— В «Шепоте сердца» отсутствует человек как действующее лицо. При том, что это никакая не сказка, не притча, а скорее вообще внежанровая история. По большому счету там ведь и героя нет как такового?
— Я не согласен. Есть персонаж, и этот персонаж — сердце. Из его монолога, образующего сюжет, постепенно возникает, вырисовывается человек. Мы узнаем, что он женат, что у него есть друзья, что он переживает по поводу денег, что он пьющий — что он живой человек. Он боится летать на самолетах, любит рыбачить, болеет за футбольную команду. И постепенно этот человек становится нам близок — не во всем, я, например, за футбольную команду никогда не болел и не рыбак вовсе; то есть для меня все эти поплавки — дело десятое. Но я знаю таких людей. И зрители таких людей знают. Многое совпадает с сидящими в зале. Кто-то себя узнает, кто-то узнает своего соседа, кто-то — отца. Это невероятно интересно — вылепливать человека.
— Вы написали в блоге, что идея спектакля пришла к вам пять лет назад. Почему так много времени понадобилось на ее воплощение?
— Идея пришла в виде названия и общей структуры — монолог сердца, которое находится в состоянии взаимного недоверия с человеком. Потом я решил, что это может быть диалог в развитии, где сначала человек вообще не знает о том, что у него есть сердце, потом он его боится, а потом сердце его убивает. Ну вот, думаю, круто, идея здоровская. Но сценическое решение не приходило. Я понимал, что нельзя писать какое-то эссе или же трактат, или повесть на эту тему, фантастическую тем более, какую-то постмодернистскую фигню. Нужно было делать именно моноспектакль. А как? В каких условиях? Пространство, способ подачи, художественные условия существования этого текста, они не решались, как задача, как некий ребус.

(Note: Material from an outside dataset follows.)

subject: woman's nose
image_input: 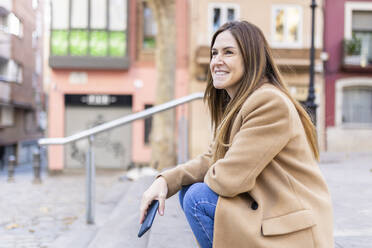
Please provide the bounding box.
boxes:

Я год над этим думал, отказался, сделал спектакль «Прощание с бумагой». Потом — раз, и появилась идея с тенью: я решил, что на сцене должна быть ширма, а за ней тень человека, силуэт. Все время, пока сердце говорит, он за ширмой ходит, слушает, садится, курит, что-то свое переживает. В итоге я от этой идеи тоже отказался, но именно она подтолкнула меня к тому, чтобы сесть и начать писать. А пишется все это очень медленно. Можно бесконечно долго сидеть за столом, набрасывать какие-то фразы, которые в итоге вообще никуда не войдут. Бывает, что из полутора месяцев работы получается полторы минуты сценического времени. Весь текст — 43 страницы рукописного текста — возник из 300 страниц рукописного текста.
Есть что-то, с чем жалко расставаться, какие-то моменты, про которые ты понимаешь, что они действительно удачные, но не укладываются в спектакль, выглядят каким-то вставным механизмом. Я, например, очень хотел, чтобы по сцене проезжал поезд с вагонами, и чтобы дым из трубы. В итоге пришлось отказаться, потому что иллюстративно.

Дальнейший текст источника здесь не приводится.